Guadeloupe: „Das ist eine Niederlage für sie auf der ganzen Linie“

Interview mit Élie Domota, dem UGTG-Generalsekretär, nach seinem Prozess:

Frage: Dein Prozess hat heute am 15. März 2018 stattgefunden. Du bist zu 300 Euro Strafgebühr verurteilt worden. Wie schätzt Du das ein?

Élie Domota: Ich glaube, dass die Justiz hier in Guadeloupe zusammenbricht. Als der Richter die 300 Euro Strafe verkündete, hat er sogar hinzugefügt: „Wenn Sie das innerhalb von 20 Tagen bezahlen, erhalten sie 20% Rabatt.“ Dann fing er an zu kichern. Jeder im Saal erkannte sofort, dass der Prozess reine Maskerade war, dass er mühsam inszeniert wurde in dem Bestreben, das Handeln der UGTG zu kriminalisieren, den Gewerkschaftsbund UGTG zu verteufeln und dann mich selbst als UGTG-Generalsekretär und LKP*-Sprecher zu diskreditieren. Alles war darauf ausgerichtet. Zu ihrem Pech ist der Plan gescheitert, weil sie von Anfang an allein daran interessiert waren, eine Anklage zu erreichen, uns belangen zu können, bis dahin, uns daran zu hindern, weiter an den Gewerkschaftsaktionen in einer Struktur wie dem UGTG teilzunehmen.
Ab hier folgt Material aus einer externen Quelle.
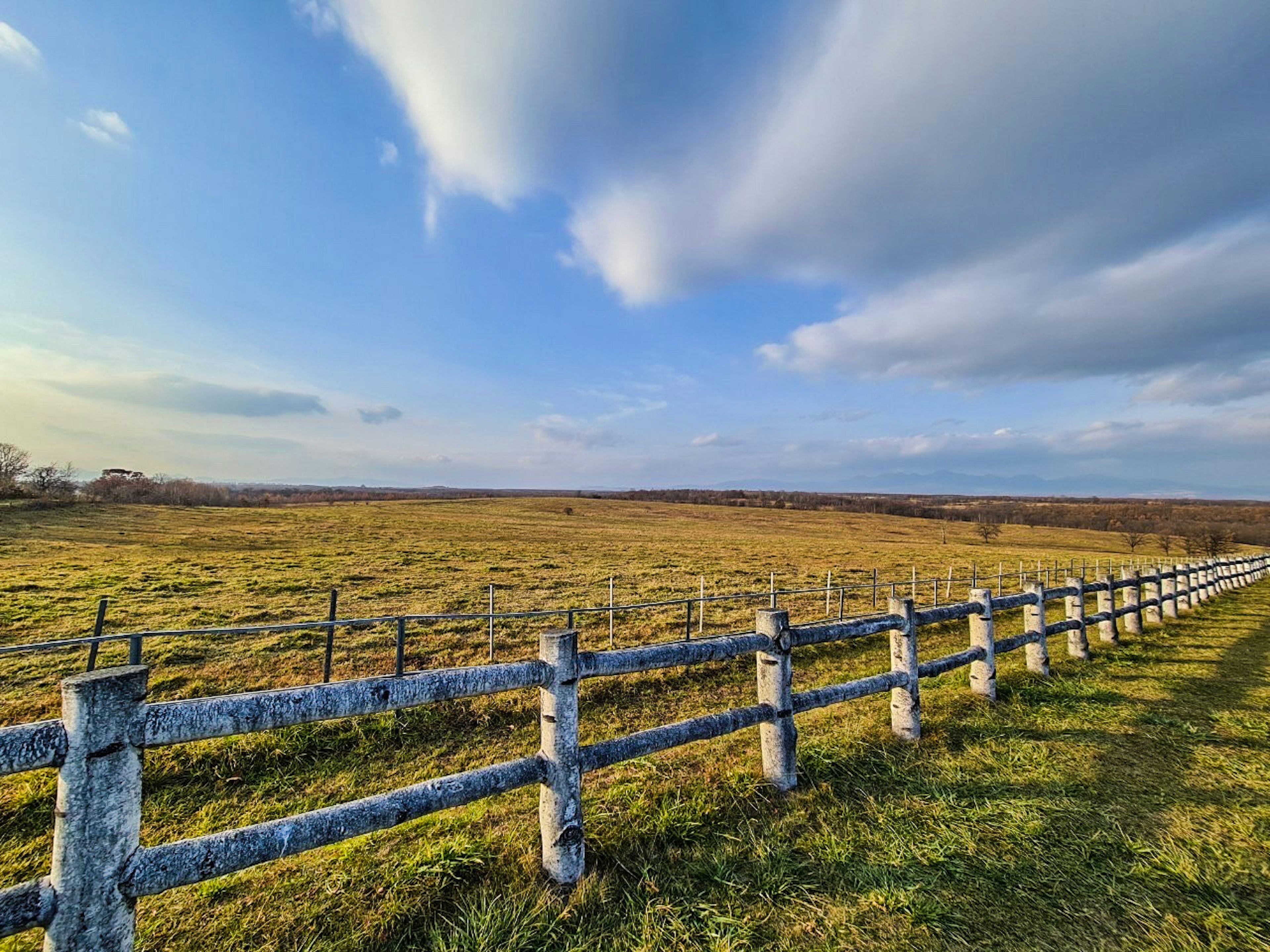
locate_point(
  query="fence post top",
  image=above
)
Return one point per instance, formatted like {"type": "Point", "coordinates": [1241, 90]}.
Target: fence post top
{"type": "Point", "coordinates": [771, 621]}
{"type": "Point", "coordinates": [124, 674]}
{"type": "Point", "coordinates": [984, 597]}
{"type": "Point", "coordinates": [557, 635]}
{"type": "Point", "coordinates": [901, 606]}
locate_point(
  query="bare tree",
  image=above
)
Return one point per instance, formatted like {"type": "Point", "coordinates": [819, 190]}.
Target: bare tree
{"type": "Point", "coordinates": [1133, 539]}
{"type": "Point", "coordinates": [987, 531]}
{"type": "Point", "coordinates": [51, 482]}
{"type": "Point", "coordinates": [15, 464]}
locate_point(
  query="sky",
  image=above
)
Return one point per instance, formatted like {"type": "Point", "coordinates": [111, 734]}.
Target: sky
{"type": "Point", "coordinates": [567, 244]}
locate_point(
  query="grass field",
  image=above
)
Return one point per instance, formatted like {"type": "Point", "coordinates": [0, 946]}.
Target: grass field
{"type": "Point", "coordinates": [166, 568]}
{"type": "Point", "coordinates": [1124, 804]}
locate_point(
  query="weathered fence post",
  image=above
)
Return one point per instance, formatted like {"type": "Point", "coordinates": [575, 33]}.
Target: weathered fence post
{"type": "Point", "coordinates": [1034, 621]}
{"type": "Point", "coordinates": [906, 701]}
{"type": "Point", "coordinates": [561, 793]}
{"type": "Point", "coordinates": [97, 823]}
{"type": "Point", "coordinates": [1175, 593]}
{"type": "Point", "coordinates": [779, 739]}
{"type": "Point", "coordinates": [1079, 638]}
{"type": "Point", "coordinates": [1152, 592]}
{"type": "Point", "coordinates": [1132, 600]}
{"type": "Point", "coordinates": [984, 674]}
{"type": "Point", "coordinates": [331, 638]}
{"type": "Point", "coordinates": [1108, 630]}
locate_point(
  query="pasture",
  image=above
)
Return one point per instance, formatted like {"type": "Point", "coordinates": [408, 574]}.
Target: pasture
{"type": "Point", "coordinates": [1122, 804]}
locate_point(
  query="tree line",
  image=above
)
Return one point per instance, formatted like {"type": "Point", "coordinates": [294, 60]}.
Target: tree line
{"type": "Point", "coordinates": [1196, 527]}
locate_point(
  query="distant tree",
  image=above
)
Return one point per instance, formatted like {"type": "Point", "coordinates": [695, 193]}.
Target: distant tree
{"type": "Point", "coordinates": [51, 482]}
{"type": "Point", "coordinates": [15, 462]}
{"type": "Point", "coordinates": [987, 531]}
{"type": "Point", "coordinates": [1133, 539]}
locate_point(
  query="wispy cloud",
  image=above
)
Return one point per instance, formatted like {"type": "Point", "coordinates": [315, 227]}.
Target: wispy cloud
{"type": "Point", "coordinates": [841, 416]}
{"type": "Point", "coordinates": [714, 440]}
{"type": "Point", "coordinates": [376, 416]}
{"type": "Point", "coordinates": [234, 442]}
{"type": "Point", "coordinates": [106, 127]}
{"type": "Point", "coordinates": [175, 393]}
{"type": "Point", "coordinates": [319, 16]}
{"type": "Point", "coordinates": [558, 428]}
{"type": "Point", "coordinates": [17, 49]}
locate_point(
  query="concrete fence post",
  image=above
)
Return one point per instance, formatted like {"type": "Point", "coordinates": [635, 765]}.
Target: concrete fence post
{"type": "Point", "coordinates": [1171, 593]}
{"type": "Point", "coordinates": [984, 674]}
{"type": "Point", "coordinates": [1034, 622]}
{"type": "Point", "coordinates": [1133, 601]}
{"type": "Point", "coordinates": [1152, 592]}
{"type": "Point", "coordinates": [1078, 639]}
{"type": "Point", "coordinates": [1108, 630]}
{"type": "Point", "coordinates": [561, 794]}
{"type": "Point", "coordinates": [97, 823]}
{"type": "Point", "coordinates": [906, 701]}
{"type": "Point", "coordinates": [779, 739]}
{"type": "Point", "coordinates": [1192, 586]}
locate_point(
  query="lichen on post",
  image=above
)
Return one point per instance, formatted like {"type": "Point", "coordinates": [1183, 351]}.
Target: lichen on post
{"type": "Point", "coordinates": [561, 795]}
{"type": "Point", "coordinates": [1078, 639]}
{"type": "Point", "coordinates": [1132, 601]}
{"type": "Point", "coordinates": [1151, 592]}
{"type": "Point", "coordinates": [779, 739]}
{"type": "Point", "coordinates": [906, 701]}
{"type": "Point", "coordinates": [984, 673]}
{"type": "Point", "coordinates": [1034, 624]}
{"type": "Point", "coordinates": [97, 823]}
{"type": "Point", "coordinates": [1108, 629]}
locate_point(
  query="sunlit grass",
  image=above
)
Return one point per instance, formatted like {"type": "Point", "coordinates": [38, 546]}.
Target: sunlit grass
{"type": "Point", "coordinates": [1124, 804]}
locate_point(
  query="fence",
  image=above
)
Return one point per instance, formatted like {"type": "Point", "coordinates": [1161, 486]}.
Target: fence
{"type": "Point", "coordinates": [850, 600]}
{"type": "Point", "coordinates": [100, 869]}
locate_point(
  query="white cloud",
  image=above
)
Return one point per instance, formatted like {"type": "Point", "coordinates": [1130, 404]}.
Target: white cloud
{"type": "Point", "coordinates": [714, 440]}
{"type": "Point", "coordinates": [318, 15]}
{"type": "Point", "coordinates": [558, 428]}
{"type": "Point", "coordinates": [489, 87]}
{"type": "Point", "coordinates": [17, 49]}
{"type": "Point", "coordinates": [1202, 298]}
{"type": "Point", "coordinates": [106, 127]}
{"type": "Point", "coordinates": [376, 416]}
{"type": "Point", "coordinates": [1208, 385]}
{"type": "Point", "coordinates": [907, 139]}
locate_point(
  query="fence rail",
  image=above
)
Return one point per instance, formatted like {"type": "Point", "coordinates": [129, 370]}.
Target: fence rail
{"type": "Point", "coordinates": [1043, 571]}
{"type": "Point", "coordinates": [100, 866]}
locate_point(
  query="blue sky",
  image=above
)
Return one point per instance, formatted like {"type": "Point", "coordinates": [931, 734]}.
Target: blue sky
{"type": "Point", "coordinates": [638, 244]}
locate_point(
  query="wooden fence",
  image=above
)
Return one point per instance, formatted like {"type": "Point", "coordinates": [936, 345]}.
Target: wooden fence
{"type": "Point", "coordinates": [100, 869]}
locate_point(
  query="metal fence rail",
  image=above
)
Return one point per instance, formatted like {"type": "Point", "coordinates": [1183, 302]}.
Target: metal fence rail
{"type": "Point", "coordinates": [100, 866]}
{"type": "Point", "coordinates": [693, 606]}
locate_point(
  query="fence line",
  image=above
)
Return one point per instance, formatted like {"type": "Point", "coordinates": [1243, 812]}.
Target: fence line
{"type": "Point", "coordinates": [1044, 572]}
{"type": "Point", "coordinates": [100, 866]}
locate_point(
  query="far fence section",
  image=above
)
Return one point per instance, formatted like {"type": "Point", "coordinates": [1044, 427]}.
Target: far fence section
{"type": "Point", "coordinates": [101, 869]}
{"type": "Point", "coordinates": [841, 601]}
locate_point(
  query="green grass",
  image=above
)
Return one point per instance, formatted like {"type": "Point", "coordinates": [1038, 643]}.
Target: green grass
{"type": "Point", "coordinates": [1122, 805]}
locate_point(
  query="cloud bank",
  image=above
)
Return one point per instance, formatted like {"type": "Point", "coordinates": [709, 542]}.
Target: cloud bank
{"type": "Point", "coordinates": [171, 391]}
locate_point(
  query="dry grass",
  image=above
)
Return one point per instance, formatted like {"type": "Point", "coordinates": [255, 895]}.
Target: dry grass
{"type": "Point", "coordinates": [1121, 805]}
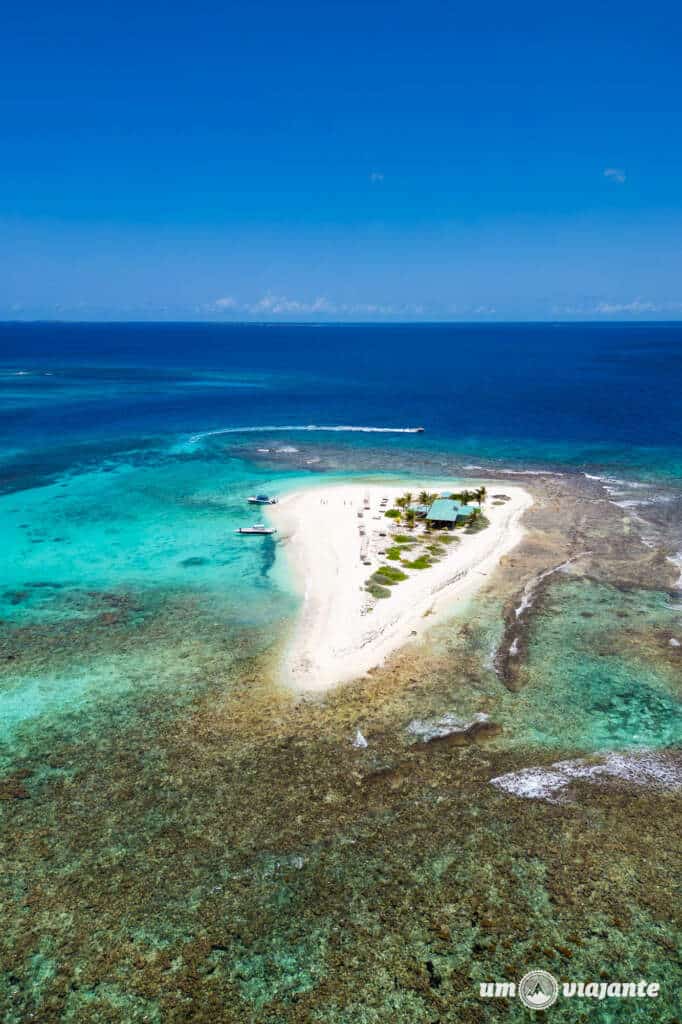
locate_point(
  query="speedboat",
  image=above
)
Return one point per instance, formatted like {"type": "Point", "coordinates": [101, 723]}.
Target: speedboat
{"type": "Point", "coordinates": [261, 500]}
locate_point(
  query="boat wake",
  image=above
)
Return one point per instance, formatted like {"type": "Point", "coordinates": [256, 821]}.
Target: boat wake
{"type": "Point", "coordinates": [311, 427]}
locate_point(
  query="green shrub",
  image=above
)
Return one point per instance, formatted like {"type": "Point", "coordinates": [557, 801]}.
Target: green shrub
{"type": "Point", "coordinates": [388, 576]}
{"type": "Point", "coordinates": [475, 525]}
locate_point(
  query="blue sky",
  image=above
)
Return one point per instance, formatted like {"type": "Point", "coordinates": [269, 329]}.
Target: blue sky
{"type": "Point", "coordinates": [343, 161]}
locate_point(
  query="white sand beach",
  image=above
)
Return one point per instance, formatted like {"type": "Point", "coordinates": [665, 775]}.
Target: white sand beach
{"type": "Point", "coordinates": [336, 537]}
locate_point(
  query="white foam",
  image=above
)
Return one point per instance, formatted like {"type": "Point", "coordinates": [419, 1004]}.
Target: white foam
{"type": "Point", "coordinates": [444, 726]}
{"type": "Point", "coordinates": [312, 427]}
{"type": "Point", "coordinates": [646, 768]}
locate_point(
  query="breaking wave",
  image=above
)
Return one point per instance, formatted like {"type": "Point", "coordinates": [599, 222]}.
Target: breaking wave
{"type": "Point", "coordinates": [311, 427]}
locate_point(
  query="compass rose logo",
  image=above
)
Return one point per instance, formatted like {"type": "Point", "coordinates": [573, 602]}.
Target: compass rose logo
{"type": "Point", "coordinates": [538, 989]}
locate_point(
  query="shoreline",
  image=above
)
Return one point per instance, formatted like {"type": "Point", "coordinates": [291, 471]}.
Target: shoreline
{"type": "Point", "coordinates": [342, 632]}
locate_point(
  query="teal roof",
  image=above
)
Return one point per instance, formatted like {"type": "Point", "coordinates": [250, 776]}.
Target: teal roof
{"type": "Point", "coordinates": [444, 510]}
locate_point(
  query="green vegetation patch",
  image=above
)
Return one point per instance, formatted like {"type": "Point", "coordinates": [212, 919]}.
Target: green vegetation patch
{"type": "Point", "coordinates": [422, 562]}
{"type": "Point", "coordinates": [388, 576]}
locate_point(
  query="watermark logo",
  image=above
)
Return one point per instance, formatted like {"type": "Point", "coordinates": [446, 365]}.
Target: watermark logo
{"type": "Point", "coordinates": [538, 989]}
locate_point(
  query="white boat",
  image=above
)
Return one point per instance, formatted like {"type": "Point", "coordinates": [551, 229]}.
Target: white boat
{"type": "Point", "coordinates": [261, 500]}
{"type": "Point", "coordinates": [260, 528]}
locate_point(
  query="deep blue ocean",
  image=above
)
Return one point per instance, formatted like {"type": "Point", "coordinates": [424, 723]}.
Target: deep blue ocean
{"type": "Point", "coordinates": [584, 394]}
{"type": "Point", "coordinates": [180, 839]}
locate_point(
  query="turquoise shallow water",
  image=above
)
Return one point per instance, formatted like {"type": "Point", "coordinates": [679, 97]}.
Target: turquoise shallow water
{"type": "Point", "coordinates": [179, 840]}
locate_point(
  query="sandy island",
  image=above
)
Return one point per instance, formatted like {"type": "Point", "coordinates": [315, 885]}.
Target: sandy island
{"type": "Point", "coordinates": [343, 631]}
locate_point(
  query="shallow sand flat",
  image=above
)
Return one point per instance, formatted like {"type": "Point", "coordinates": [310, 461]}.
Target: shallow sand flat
{"type": "Point", "coordinates": [342, 632]}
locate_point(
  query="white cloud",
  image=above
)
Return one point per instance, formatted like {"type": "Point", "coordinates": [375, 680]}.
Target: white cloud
{"type": "Point", "coordinates": [634, 307]}
{"type": "Point", "coordinates": [274, 304]}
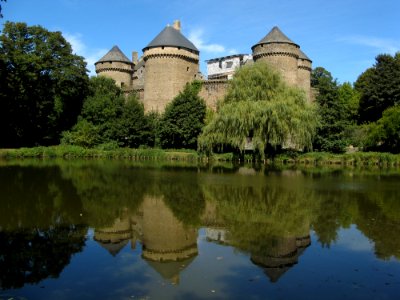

Was hat man im Verlauf der Gerichtsverhandlung erfahren? Dass die angebliche Person, die ich geschlagen haben sollte, ihre Klage zurückgezogen hat, die Staatsanwaltschaft aber das Verfahren fortgeführt hat. Und ich habe mich ständig gefragt: Warum nur hat am 6. Juli 2017 das Gericht von Pointe-à-Pitre selbst die Vertagung auf den 15. März 2018 beantragt? Und damals wusste man nicht, dass der angebliche Kläger seine Klage zurückgezogen hatte. Und ich glaube, dass sie an dem 6. Juli zu wenige Argumente hatten, sie konnten eine solche Anklage nicht vor uns und unseren Verteidigern aufrechterhalten.

Deshalb hat man am Beginn des Schuljahres offen und direkt den Kollegen Lionel Chouro belangt. Ich glaube, die beiden Affären hängen zusammen. Das Ziel der Unternehmer – besonders des Medef – ist es, gemeinsam mit ihrem natürlichen Verbündeten, der französischen Kolonialjustiz und in diesem Fall mit dem Staatsanwalt von Pointe-à-Pitre, mit allen Mitteln Lionel Chouro wegen Diebstahl von Ersatzteilen verurteilen zu lassen. Sie wollen so dem Volk von Guadeloupe weismachen, dass der UGTG ein Hort von kleinen Gaunern und Banditen ist, diese unterstützt, und außerdem gewalttätig ist. Aber sie haben eine Niederlage auf der ganzen Linie erlebt. Sie hatten anfangs eine Gefängnisstrafe auf Bewährung und hohe Geldbußen geplant und heraus kamen 300 Euro Bußgeld mit 20% Rabatt, also 240 Euro. Da wurde klar, dass der Freispruch für sie eine völlige Niederlage und Misskredit war. (…) Mit dieser „kleinen Verurteilung“ zu 240 Euro wollten sie sicherlich in bestimmter Weise sagen, „nun gut, das Verfahren ist beendet, man geht nach Hause und alles ist beendet“. Auf keinen Fall. Wir selbst denken, dass all das inszeniert wurde, um uns zu diskreditieren, zu verteufeln, zu zerbrechen. (…)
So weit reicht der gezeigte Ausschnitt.